Su questo argomento intendiamoci, ha ragione il giornalista Enrico Pazzi quando scrive: “ripulire facebook, non ripulirà le teste” ed è altrettanto evidente che non basterà questa azione a far tornare il Partito Democratico una proposta politica credibile per il Paese. Tuttavia per consentire alle persone di costruire le proprie opinioni in libertà è necessario rimettere al centro della discussione pubblica la realtà e la verità. Quello che deve essere ristabilito è il principio di fondatezza di ciò che si afferma e delle relative conseguenze. Per vincere le elezioni, invece, bisogna combattere le battaglie politiche al fianco dei cittadini, come abbiamo fatto a ferragosto insieme al Presidente del III municipio Giovanni Caudo con il presidio davanti all’impianto Tmb Ama del Salario.
Trovo sia incredibile come non venga chiesto conto ogni giorno a Matteo Salvini dei 49 milioni di euro trafugati dalla Lega allo Stato Italiano quando lui non era segretario ma parlamentare europeo, dei finanziamenti ricevuti sempre dalla Lega da Società Autostrade o dell’incarico del Premier Giuseppe Conte, in passato legale di Aiscat, la società dei concessionari di autostrade. L’avvocato del popolo che diventa all’improvviso l’avvocato delle autostrade sarebbe stato un titolo perfetto per i giornali, ma avrebbe offuscato la narrazione populista, che vede nei figli del popolo i salvatori della patria.
Per questa ragione l’altra questione da affrontare è il problema della memoria corta. Ad esempio quasi nessuno ricorda come nel 2008 Matteo Salvini abbia votato il decreto del Governo Berlusconi che stabiliva vantaggiose condizioni ai concessionari autostradali. In quell’occasione il Partito Democratico votò contro, ma pochi se lo ricordano e anche i democratici non fanno molto per rivendicare le proprie azioni. Tuttavia oggi una parte del popolo cerca i selfie con Salvini durante i funerali. Su questo ho letto tantissime opinioni in questi giorni. Quella nella quale mi sono maggiormente ritrovato è stata espressa da Frankie hi-nrg, che ha parlato di una serie di miserie umane, che tuttavia danno l’idea del momento sconfortante che stiamo vivendo. Per leggere la sua intervista integrale clicca qui. Attenzione però perchè l’esercito del selfie è il paese reale.
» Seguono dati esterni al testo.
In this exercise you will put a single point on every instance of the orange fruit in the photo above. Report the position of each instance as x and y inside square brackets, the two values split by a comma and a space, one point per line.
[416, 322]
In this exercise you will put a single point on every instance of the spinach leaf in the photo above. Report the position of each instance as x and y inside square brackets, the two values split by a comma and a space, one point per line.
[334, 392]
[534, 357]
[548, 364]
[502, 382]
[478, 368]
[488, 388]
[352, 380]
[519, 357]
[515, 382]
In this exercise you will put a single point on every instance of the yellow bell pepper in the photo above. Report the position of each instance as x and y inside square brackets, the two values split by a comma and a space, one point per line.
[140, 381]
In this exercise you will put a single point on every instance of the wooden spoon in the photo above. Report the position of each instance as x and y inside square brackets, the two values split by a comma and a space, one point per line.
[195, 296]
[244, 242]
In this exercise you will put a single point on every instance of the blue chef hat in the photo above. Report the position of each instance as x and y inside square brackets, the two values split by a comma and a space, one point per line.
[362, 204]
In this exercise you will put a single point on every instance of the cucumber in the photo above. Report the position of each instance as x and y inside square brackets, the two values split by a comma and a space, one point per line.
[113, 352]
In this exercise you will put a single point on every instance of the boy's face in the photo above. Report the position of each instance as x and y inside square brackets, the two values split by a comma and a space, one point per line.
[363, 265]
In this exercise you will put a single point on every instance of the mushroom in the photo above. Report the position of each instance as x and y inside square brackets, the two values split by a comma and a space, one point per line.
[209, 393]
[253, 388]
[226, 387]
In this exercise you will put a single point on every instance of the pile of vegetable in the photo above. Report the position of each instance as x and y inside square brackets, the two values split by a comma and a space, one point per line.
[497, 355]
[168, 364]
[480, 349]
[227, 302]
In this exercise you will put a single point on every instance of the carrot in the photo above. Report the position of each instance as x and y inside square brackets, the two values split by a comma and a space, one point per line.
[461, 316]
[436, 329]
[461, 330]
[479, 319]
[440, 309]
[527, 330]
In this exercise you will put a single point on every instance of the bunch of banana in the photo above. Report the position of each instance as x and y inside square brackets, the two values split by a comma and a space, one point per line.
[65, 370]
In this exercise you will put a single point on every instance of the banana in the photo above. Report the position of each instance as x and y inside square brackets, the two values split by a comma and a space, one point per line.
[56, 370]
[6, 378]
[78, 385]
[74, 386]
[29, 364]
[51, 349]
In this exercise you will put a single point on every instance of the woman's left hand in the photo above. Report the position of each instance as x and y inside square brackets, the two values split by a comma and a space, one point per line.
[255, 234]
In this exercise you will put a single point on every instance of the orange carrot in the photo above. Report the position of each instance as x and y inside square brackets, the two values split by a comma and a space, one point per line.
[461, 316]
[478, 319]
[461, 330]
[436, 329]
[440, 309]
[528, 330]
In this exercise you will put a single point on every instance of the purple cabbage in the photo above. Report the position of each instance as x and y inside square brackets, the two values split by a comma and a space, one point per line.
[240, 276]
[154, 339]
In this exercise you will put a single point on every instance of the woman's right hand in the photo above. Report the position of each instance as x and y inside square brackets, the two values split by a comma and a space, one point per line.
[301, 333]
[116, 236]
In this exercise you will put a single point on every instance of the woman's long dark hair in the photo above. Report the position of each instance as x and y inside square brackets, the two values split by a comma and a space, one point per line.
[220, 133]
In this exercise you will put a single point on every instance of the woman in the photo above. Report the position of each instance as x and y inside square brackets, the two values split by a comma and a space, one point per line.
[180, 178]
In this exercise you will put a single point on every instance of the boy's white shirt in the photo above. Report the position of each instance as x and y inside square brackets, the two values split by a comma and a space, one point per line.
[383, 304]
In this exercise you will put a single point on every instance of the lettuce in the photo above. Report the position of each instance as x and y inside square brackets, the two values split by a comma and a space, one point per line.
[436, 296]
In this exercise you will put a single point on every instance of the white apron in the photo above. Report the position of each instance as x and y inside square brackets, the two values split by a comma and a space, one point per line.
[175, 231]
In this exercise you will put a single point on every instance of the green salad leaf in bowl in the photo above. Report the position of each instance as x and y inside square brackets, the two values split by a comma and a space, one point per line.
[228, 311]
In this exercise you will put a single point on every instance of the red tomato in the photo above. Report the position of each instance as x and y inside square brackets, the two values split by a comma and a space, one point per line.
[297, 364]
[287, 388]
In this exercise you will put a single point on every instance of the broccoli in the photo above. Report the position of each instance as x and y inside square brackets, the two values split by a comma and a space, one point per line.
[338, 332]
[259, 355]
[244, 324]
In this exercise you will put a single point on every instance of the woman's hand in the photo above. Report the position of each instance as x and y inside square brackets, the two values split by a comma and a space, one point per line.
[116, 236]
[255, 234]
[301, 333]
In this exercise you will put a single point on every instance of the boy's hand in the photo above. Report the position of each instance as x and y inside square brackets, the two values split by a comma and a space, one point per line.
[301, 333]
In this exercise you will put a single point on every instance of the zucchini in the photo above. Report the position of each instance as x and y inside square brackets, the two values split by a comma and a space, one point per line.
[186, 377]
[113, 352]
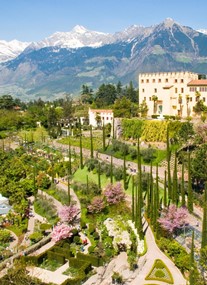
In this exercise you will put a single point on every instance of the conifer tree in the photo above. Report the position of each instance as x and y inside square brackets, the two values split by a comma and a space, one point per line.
[133, 199]
[99, 175]
[151, 194]
[168, 164]
[204, 225]
[148, 195]
[192, 263]
[111, 170]
[140, 197]
[165, 190]
[69, 171]
[91, 140]
[125, 174]
[81, 150]
[175, 183]
[104, 137]
[183, 187]
[190, 190]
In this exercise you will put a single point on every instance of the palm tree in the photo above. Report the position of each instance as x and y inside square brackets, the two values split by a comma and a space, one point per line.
[154, 99]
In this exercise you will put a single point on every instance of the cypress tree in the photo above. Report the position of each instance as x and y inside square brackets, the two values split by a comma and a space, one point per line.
[81, 150]
[168, 164]
[148, 196]
[140, 197]
[165, 190]
[111, 170]
[183, 187]
[91, 140]
[69, 158]
[192, 263]
[136, 206]
[104, 137]
[204, 224]
[125, 174]
[99, 175]
[190, 190]
[87, 184]
[113, 130]
[132, 198]
[69, 198]
[175, 183]
[151, 194]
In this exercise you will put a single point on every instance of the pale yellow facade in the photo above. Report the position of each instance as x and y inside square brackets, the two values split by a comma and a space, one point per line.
[174, 92]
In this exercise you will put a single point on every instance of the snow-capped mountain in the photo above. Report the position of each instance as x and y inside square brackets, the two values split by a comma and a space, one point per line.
[78, 37]
[11, 49]
[63, 62]
[203, 31]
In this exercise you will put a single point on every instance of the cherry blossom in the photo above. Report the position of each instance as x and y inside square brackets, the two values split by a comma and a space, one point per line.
[174, 218]
[114, 193]
[61, 231]
[97, 205]
[68, 214]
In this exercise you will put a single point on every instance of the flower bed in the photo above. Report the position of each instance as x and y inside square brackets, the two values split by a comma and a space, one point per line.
[160, 272]
[118, 230]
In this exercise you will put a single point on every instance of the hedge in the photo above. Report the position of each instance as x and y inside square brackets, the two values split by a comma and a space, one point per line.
[56, 256]
[94, 260]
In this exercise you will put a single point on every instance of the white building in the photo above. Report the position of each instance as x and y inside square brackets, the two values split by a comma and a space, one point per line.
[98, 117]
[171, 93]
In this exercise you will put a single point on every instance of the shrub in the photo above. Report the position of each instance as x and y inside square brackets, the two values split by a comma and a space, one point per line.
[77, 240]
[35, 237]
[159, 274]
[96, 236]
[5, 236]
[91, 249]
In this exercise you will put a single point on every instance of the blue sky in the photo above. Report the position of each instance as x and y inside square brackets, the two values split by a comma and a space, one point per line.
[33, 20]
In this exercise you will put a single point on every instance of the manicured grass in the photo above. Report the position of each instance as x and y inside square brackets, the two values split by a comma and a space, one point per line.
[51, 265]
[81, 174]
[160, 272]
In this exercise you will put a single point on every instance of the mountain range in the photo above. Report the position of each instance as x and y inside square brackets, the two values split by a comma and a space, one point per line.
[65, 61]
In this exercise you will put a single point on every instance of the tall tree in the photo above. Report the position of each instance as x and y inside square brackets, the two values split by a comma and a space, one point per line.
[192, 262]
[81, 148]
[190, 190]
[91, 140]
[168, 165]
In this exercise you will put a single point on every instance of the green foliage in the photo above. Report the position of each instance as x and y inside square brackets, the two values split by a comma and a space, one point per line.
[45, 208]
[35, 237]
[160, 272]
[176, 252]
[148, 154]
[5, 236]
[132, 128]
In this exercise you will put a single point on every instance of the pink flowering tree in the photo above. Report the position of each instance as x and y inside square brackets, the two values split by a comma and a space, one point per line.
[61, 231]
[68, 214]
[97, 205]
[174, 218]
[114, 193]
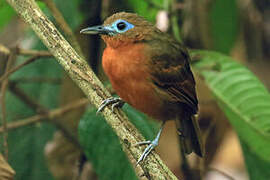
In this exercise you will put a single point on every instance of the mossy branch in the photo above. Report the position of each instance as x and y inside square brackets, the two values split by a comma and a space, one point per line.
[80, 72]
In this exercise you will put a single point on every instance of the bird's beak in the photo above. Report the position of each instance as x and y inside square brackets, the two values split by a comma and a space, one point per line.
[103, 30]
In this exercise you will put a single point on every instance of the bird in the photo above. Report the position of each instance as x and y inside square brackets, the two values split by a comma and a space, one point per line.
[150, 70]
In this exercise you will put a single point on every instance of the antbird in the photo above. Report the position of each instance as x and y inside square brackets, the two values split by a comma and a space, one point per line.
[150, 70]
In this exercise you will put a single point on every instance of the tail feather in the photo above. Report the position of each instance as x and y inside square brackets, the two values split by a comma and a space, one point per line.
[190, 136]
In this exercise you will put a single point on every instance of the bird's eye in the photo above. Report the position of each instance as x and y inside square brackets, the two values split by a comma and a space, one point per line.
[121, 26]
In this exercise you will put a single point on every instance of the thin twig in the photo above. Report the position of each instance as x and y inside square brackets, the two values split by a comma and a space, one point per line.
[79, 71]
[4, 85]
[31, 52]
[50, 115]
[10, 71]
[49, 80]
[221, 172]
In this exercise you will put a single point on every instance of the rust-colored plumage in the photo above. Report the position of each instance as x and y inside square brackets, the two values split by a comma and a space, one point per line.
[150, 70]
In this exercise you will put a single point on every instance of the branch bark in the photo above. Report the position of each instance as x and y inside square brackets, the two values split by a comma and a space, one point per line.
[80, 72]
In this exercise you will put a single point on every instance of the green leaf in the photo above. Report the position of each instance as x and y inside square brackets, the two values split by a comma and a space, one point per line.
[243, 98]
[224, 24]
[6, 13]
[102, 147]
[145, 9]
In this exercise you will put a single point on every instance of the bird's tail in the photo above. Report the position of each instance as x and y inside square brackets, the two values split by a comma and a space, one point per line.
[189, 135]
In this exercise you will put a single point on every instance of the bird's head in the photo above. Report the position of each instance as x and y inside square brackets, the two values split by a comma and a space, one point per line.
[123, 28]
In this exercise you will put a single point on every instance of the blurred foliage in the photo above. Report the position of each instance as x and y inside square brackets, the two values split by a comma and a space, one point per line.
[224, 26]
[26, 145]
[102, 146]
[242, 97]
[6, 13]
[246, 103]
[146, 9]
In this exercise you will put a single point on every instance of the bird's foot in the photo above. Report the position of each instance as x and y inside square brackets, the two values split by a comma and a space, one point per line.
[148, 149]
[114, 101]
[151, 145]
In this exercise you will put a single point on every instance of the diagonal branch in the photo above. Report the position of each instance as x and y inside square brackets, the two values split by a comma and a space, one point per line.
[80, 72]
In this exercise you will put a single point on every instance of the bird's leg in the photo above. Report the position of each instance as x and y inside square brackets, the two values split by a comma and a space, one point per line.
[151, 144]
[114, 101]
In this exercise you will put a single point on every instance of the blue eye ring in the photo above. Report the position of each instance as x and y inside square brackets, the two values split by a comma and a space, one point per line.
[122, 26]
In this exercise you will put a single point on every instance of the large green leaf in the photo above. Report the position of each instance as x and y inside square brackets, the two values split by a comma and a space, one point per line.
[224, 24]
[102, 146]
[242, 97]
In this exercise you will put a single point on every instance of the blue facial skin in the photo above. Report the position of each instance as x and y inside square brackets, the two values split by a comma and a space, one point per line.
[113, 29]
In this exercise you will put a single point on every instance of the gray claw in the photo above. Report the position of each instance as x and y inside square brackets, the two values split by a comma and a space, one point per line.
[115, 102]
[150, 147]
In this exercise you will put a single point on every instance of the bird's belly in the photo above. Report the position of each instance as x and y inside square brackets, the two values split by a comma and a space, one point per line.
[140, 95]
[129, 77]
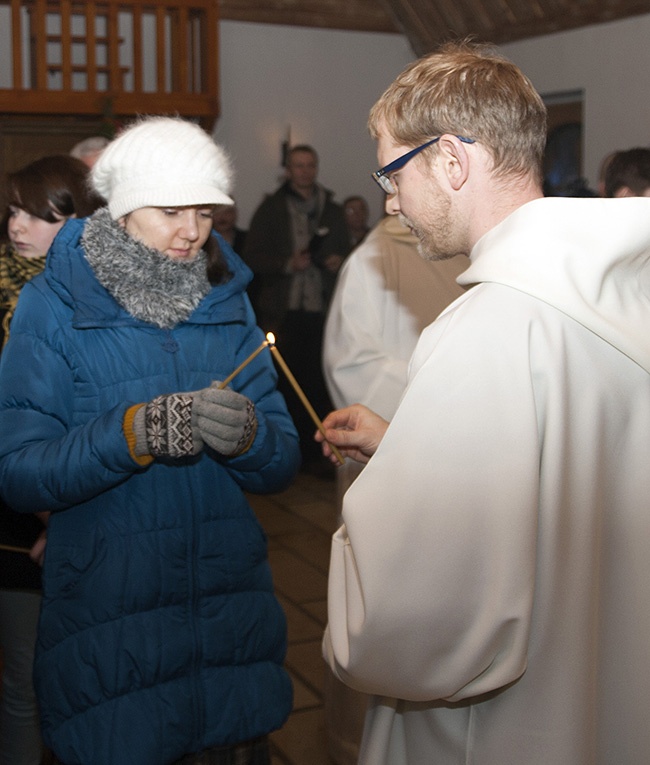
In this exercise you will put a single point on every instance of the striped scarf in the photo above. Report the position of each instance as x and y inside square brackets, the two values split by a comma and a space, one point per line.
[15, 272]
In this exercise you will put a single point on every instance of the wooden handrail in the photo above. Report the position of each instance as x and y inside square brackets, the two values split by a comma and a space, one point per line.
[130, 56]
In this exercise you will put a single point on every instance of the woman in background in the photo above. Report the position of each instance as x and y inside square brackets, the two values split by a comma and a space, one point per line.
[160, 638]
[42, 196]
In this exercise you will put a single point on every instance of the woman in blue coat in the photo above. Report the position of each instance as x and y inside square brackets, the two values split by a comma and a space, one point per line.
[160, 639]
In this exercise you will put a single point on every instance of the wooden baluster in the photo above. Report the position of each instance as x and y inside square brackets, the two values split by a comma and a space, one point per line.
[179, 52]
[115, 84]
[160, 49]
[137, 49]
[91, 47]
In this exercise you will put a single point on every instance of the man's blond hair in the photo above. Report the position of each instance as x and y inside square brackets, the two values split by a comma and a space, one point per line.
[467, 89]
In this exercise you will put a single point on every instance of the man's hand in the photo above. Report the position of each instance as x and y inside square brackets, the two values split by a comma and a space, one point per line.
[356, 431]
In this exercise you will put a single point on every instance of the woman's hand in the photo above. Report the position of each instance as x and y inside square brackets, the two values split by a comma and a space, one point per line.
[356, 431]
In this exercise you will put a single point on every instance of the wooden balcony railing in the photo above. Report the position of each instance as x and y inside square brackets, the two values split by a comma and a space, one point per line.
[109, 57]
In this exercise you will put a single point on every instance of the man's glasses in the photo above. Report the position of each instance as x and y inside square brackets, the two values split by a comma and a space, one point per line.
[383, 176]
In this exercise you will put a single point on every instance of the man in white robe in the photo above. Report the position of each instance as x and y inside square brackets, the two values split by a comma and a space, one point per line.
[489, 583]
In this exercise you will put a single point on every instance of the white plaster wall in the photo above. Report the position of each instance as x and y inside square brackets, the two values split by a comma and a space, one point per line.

Sono miseri anche i componenti di quel manipolo di ultrà della curva della Lazio che vorrebbero riportare l’Italia agli anni ’20, quando le donne se ne dovevano stare a casa. Questi presunti capi della tifoseria, dai quali dovrebbero dissociarsi le migliaia di persone perbene che tifano per i biancocelesti, identificano la curva come un “luogo sacro“, dove esisterebbe un “codice non scritto da rispettare“, per il quale nelle prime dieci file non devono essere ammesse “donne, mogie e fidanzate“. Questi uomini duri si firmano Diabolik, Pluto… e come ha scritto giustamente la consigliera comunale democratica Giulia Tempesta, mancano all’appello solo Pippo e Paperino. Ci sarebbe da ridere per questa pagliacciata, se non fosse che alcuni di questi fenomeni siano anche balzati alle cronache giudiziare in inchieste per spaccio di droga ed estorsione. I laziali veri, persone molto serie, combattano attivamente per non lasciare lo stadio in mano a questa gente, che spesso è la bassa manovalanza della peggiore politica romana.
p.s. voglio chiudere questo Oddio è lunedì agostano citando un post del mio amico e compagno democratico Alessandro Pillitu. Leggo più necrologi del Partito Democratico da parte di suoi, a questo punto, sedicenti iscritti, piuttosto che da dirigenti dei partiti avversari. Sto partito more na vorta ogni du minuti, almeno sui social. Se per ogni status di agosto teneste aperta na sezione tre minuti durante tutto l’anno avremmo un boom di attività politica. E no, non è dicendoci da soli quanto facciamo schifo che faremo più iscritti. Torno a postare foto di spiagge anche se sto a casa. #famopolitica se ci riusciamo.